Bettencourt’s lawyer, Georges Kiejman, reiterated a request to dismiss the complaint.

“Don’t mix yourself in a family drama,” he told the court.

Metzner asked to have the tapes played during the trial, allowing Bettencourt to be heard directly rather than have her mental capacity and independence assessed through comments by friends and employees.

‘This Is Real’

“All of this is recorded, all of this is real,” he said.

Bettencourt, Europe’s wealthiest woman, won’t testify and refused to accede to medical exams from doctors selected by the court and prosecutor.

“Liliane Bettencourt is at the center of a plot to humiliate her, to steal her dignity,” Kiejman said.

Meyers wants the gifts returned to donate them to charity, not for herself, Metzner said. She asked for 1 euro in damages for herself as a “symbol,” according to the court filing.

Kiejman turned to Metzner at one point and handed over a check for 1 euro he said Bettencourt wrote to give to her daughter to end the matter. Metzner tore up the check.

Bettencourt says her gifts to Banier are closer in value to 450 million euros, “very far from one billion,” according to a spokeswoman who declined to be identified.

Banier, 63, first met Bettencourt and her late husband in 1969, and befriended the heiress after photographing her for a 1987 profile in French society magazine, Egoiste. Banier has denied Meyers’s allegations, calling it “a very sad affair,” according to an interview in French newspaper Le Monde in December.

Heads and Houses

He sat erect through most of the hearing, wearing a dark suit and tie with a blue shirt. While Metzner spoke, he took out a sketchbook and began drawing pictures of heads and houses and circles that were visible from the public seating area.
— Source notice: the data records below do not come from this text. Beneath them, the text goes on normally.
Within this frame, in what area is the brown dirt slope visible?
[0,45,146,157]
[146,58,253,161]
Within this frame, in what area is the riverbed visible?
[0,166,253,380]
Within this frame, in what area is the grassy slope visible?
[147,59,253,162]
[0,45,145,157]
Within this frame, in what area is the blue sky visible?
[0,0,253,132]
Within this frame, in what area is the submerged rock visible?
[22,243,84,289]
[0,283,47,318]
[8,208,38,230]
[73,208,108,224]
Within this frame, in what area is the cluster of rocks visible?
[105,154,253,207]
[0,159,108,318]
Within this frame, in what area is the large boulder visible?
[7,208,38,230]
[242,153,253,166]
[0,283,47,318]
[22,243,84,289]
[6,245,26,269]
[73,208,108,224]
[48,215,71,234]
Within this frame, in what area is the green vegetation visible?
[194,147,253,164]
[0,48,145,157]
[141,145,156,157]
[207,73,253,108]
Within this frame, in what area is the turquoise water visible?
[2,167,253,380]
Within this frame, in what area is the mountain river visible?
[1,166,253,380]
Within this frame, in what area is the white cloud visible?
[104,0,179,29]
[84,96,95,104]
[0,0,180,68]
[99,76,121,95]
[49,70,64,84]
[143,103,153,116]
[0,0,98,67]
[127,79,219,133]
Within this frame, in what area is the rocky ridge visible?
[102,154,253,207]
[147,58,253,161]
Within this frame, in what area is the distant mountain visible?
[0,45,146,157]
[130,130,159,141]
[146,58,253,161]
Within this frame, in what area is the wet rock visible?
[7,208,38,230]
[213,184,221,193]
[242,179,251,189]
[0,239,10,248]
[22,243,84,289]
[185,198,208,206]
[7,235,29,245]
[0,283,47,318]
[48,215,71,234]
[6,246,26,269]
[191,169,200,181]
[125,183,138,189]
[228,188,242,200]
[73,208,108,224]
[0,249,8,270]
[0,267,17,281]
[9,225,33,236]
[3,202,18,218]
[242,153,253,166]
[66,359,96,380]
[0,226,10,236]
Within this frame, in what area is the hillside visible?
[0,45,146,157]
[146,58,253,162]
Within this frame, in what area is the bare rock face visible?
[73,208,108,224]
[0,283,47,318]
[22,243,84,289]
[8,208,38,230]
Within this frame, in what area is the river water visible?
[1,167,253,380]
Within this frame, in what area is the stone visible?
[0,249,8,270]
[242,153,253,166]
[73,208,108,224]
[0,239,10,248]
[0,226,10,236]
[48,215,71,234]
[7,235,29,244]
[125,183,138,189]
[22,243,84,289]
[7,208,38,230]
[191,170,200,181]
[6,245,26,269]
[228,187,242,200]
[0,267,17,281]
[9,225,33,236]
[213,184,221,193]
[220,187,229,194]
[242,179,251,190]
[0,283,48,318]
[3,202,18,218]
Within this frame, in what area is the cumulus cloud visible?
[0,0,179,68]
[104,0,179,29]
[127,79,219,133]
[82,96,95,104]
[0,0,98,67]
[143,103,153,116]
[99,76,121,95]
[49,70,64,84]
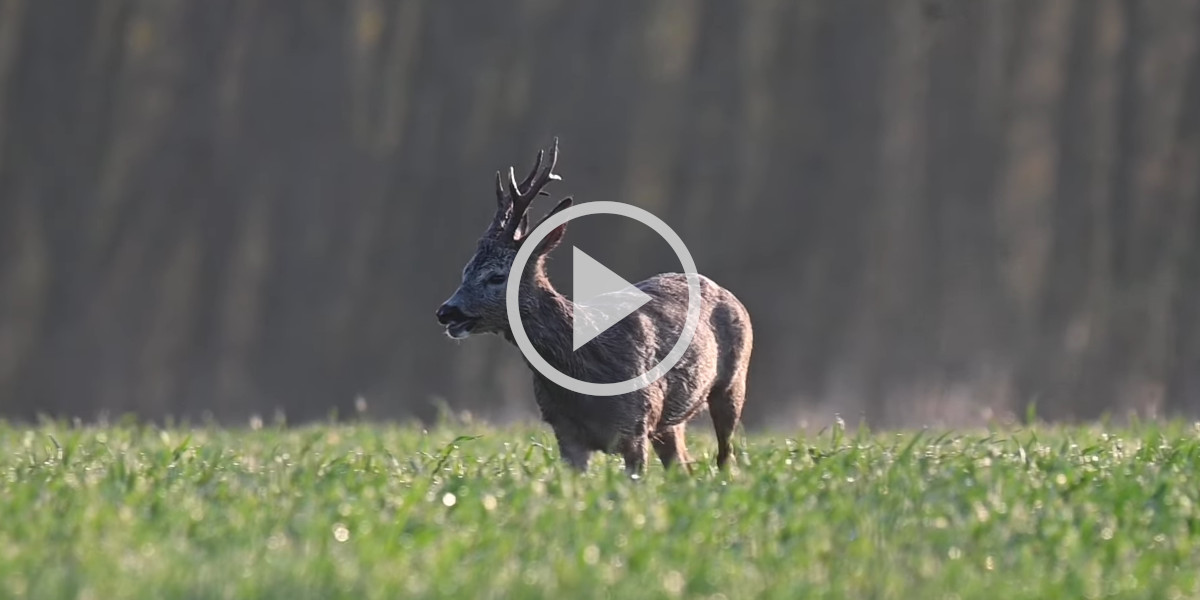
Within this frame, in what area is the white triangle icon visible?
[571,246,650,352]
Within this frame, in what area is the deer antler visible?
[496,137,563,240]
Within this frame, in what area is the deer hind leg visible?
[650,424,691,473]
[708,374,746,469]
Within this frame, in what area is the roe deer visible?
[437,138,754,475]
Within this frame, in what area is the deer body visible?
[438,140,754,474]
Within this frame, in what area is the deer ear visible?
[533,196,574,256]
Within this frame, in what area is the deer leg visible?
[622,428,650,476]
[650,424,692,473]
[708,376,746,469]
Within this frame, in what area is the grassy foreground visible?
[0,422,1200,600]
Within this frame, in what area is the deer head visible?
[437,138,571,340]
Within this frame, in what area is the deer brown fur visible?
[437,138,754,474]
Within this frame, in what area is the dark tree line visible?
[0,0,1200,432]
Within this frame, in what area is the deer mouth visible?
[446,318,479,340]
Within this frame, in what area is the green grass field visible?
[0,421,1200,600]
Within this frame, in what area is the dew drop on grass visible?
[334,523,350,542]
[662,571,684,595]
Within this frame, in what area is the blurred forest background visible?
[0,0,1200,427]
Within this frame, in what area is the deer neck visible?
[505,264,577,373]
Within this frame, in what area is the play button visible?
[571,247,650,350]
[504,200,701,396]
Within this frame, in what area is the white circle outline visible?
[505,200,700,396]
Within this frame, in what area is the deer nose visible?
[438,302,462,325]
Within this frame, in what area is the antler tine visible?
[496,137,563,239]
[520,150,546,190]
[496,170,509,214]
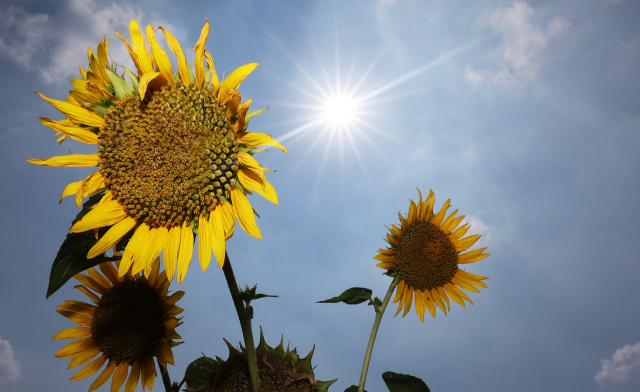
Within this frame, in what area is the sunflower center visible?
[91,279,164,364]
[395,221,458,290]
[98,82,239,228]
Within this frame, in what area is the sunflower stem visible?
[222,252,260,392]
[158,363,174,392]
[358,276,400,392]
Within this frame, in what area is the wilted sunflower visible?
[374,190,489,322]
[53,259,184,392]
[28,20,287,282]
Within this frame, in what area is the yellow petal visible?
[209,204,227,268]
[129,19,154,75]
[204,49,220,96]
[39,117,98,144]
[76,171,106,208]
[89,361,116,392]
[218,63,258,100]
[56,336,95,358]
[124,361,140,392]
[87,216,136,259]
[67,347,102,370]
[118,223,149,276]
[194,18,209,87]
[178,222,193,284]
[158,26,191,86]
[231,189,262,239]
[162,226,180,281]
[27,154,98,167]
[69,200,127,233]
[60,180,84,203]
[36,93,104,128]
[237,152,265,182]
[198,213,215,271]
[155,338,175,365]
[237,132,289,154]
[458,248,490,264]
[111,362,129,392]
[71,355,107,381]
[147,25,173,84]
[51,327,91,340]
[138,72,160,100]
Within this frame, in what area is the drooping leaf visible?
[382,372,431,392]
[317,287,373,305]
[184,354,220,390]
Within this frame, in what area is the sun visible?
[324,95,357,127]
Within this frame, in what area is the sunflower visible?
[28,20,287,283]
[374,190,489,322]
[53,259,184,392]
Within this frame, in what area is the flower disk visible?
[98,82,239,228]
[374,190,489,322]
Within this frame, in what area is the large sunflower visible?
[53,259,184,392]
[28,20,287,283]
[374,190,489,322]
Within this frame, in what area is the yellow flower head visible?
[28,20,287,283]
[53,259,184,392]
[374,190,489,322]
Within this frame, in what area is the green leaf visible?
[103,67,136,99]
[317,287,373,305]
[183,354,219,389]
[382,372,431,392]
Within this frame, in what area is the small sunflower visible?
[374,190,489,322]
[53,259,184,392]
[28,20,287,283]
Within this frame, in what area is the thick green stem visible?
[222,253,260,392]
[358,276,400,392]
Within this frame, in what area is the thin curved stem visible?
[358,276,400,392]
[222,252,260,392]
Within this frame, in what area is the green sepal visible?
[103,67,136,99]
[316,287,373,305]
[271,335,284,358]
[241,106,269,131]
[121,65,139,96]
[298,344,316,374]
[182,354,220,390]
[82,102,109,118]
[256,326,273,355]
[235,284,277,308]
[382,372,431,392]
[315,378,338,392]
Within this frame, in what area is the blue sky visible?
[0,0,640,392]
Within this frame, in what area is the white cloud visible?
[0,338,22,381]
[0,0,179,83]
[465,1,569,87]
[595,342,640,392]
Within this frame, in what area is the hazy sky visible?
[0,0,640,392]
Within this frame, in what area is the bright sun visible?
[324,96,356,126]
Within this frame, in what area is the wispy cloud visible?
[0,338,22,381]
[595,342,640,392]
[465,1,570,86]
[0,0,176,83]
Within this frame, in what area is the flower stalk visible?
[222,252,260,392]
[358,276,400,392]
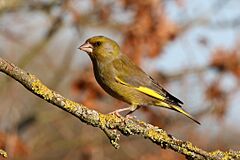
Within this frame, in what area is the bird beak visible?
[78,42,93,53]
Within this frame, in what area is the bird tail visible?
[156,102,201,125]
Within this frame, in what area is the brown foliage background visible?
[0,0,240,160]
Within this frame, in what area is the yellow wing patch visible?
[115,77,165,100]
[135,86,165,100]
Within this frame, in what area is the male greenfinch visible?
[79,36,200,124]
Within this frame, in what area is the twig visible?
[0,58,240,160]
[0,149,7,158]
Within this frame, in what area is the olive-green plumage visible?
[79,36,200,124]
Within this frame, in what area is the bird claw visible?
[125,114,137,119]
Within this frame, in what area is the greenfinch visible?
[79,36,200,124]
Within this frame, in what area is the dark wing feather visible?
[113,55,183,107]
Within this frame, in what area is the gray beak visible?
[78,42,93,53]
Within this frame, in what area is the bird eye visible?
[94,42,101,47]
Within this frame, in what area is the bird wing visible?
[113,55,183,107]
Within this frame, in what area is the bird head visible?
[79,36,120,60]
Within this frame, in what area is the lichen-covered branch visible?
[0,57,240,160]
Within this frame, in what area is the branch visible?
[0,57,240,160]
[0,149,7,158]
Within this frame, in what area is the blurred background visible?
[0,0,240,160]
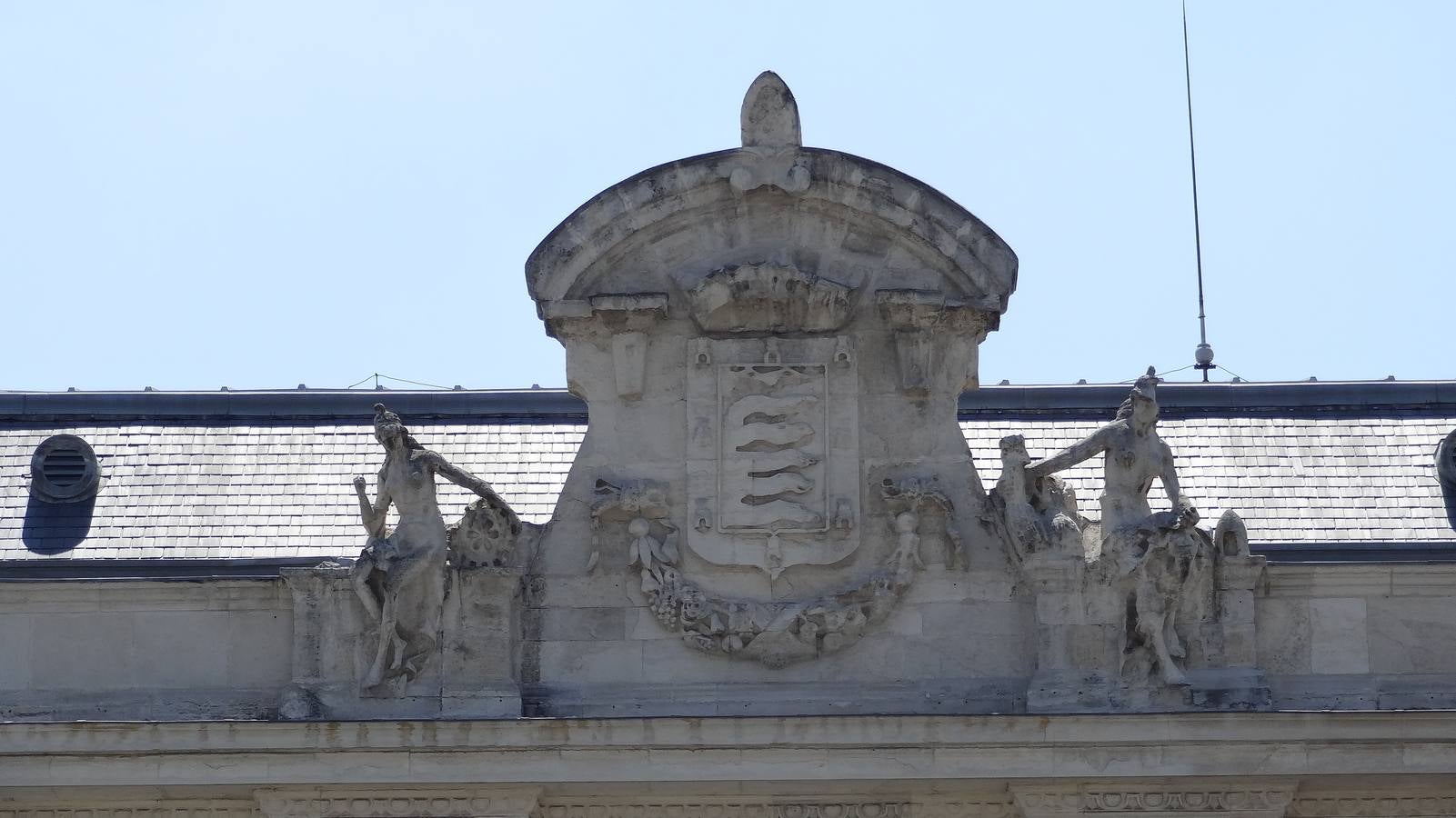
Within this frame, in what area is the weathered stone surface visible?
[527,73,1027,686]
[981,367,1271,710]
[351,404,521,695]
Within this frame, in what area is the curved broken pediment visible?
[526,75,1016,324]
[688,264,855,334]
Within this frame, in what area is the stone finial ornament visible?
[739,71,804,147]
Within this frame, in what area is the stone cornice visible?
[0,712,1456,787]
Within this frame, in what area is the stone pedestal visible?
[1022,554,1119,713]
[279,564,521,719]
[1022,554,1271,713]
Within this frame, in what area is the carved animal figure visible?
[990,435,1047,559]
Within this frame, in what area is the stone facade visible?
[0,73,1456,818]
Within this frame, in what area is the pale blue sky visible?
[0,0,1456,390]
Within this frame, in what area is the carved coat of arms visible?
[688,338,860,578]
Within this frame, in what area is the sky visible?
[0,0,1456,390]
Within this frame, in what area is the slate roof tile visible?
[0,416,1456,559]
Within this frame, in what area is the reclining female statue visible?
[352,404,508,687]
[1027,367,1211,684]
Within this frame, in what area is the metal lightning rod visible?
[1182,0,1213,383]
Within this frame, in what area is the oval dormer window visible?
[31,435,100,502]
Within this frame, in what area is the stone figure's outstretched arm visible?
[425,451,506,505]
[1160,443,1199,524]
[354,477,392,537]
[1027,425,1114,480]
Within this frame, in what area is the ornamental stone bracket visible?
[542,293,667,400]
[254,786,542,818]
[1010,780,1299,818]
[875,290,998,394]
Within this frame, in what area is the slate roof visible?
[0,383,1456,561]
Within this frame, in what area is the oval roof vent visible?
[31,435,100,502]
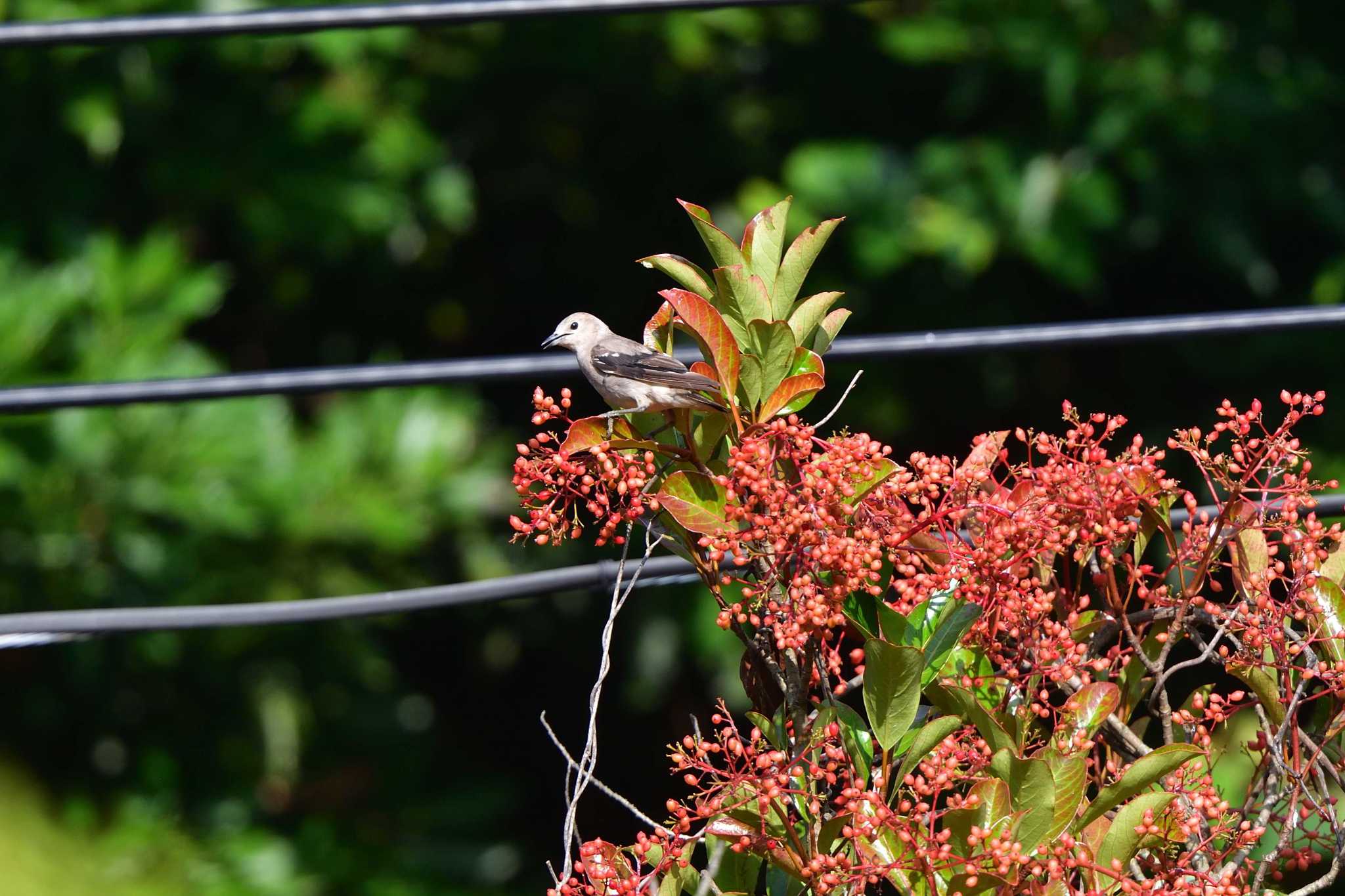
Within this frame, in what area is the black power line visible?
[0,494,1345,647]
[0,0,843,47]
[0,307,1345,414]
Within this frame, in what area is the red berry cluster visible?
[510,388,659,545]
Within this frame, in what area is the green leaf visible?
[1097,795,1177,880]
[757,373,826,423]
[841,591,881,641]
[835,702,873,787]
[774,218,845,311]
[808,308,850,354]
[1310,583,1345,662]
[659,289,741,402]
[714,265,774,334]
[638,253,714,302]
[659,470,728,533]
[1224,660,1285,725]
[742,196,793,301]
[943,778,1013,856]
[990,750,1056,851]
[841,457,897,507]
[738,354,765,408]
[925,674,1018,752]
[877,599,904,646]
[1044,751,1088,842]
[782,293,845,345]
[920,601,981,687]
[896,716,963,782]
[1052,682,1118,755]
[676,199,742,267]
[864,639,924,750]
[748,320,796,402]
[1074,744,1205,830]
In excerpts from the tapes, made available on French website Mediapart last month, Bettencourt is heard asking an adviser why she should make donations to Sarkozy and Woerth, whose wife Florence advised the heiress on finances. Woerth, the budget minister at the time, had initiated a clemency program to allow tax dodgers to report foreign tax shelters.

Woerth’s wife has since left her advisory job. Woerth has said neither he nor his wife did anything improper and that he had no say in tax-probe decisions. His spokesman at the Labor Ministry didn’t respond to a request for comment. Current Budget Minister Francois Baroin has said his agents are reviewing Bettencourt’s filings and assets.

According to the 2009 annual report, the Bettencourt family holds a 31 percent stake in L’Oreal. Meyers, her husband and Bettencourt are all directors of the world’s largest cosmetics maker. The company isn’t involved in the case.

“This is a private affair,” said Stephanie Carson-Parker, a spokeswoman for L’Oreal.

Banier could face as much as three years in prison and a fine of 375,000 euros if found guilty.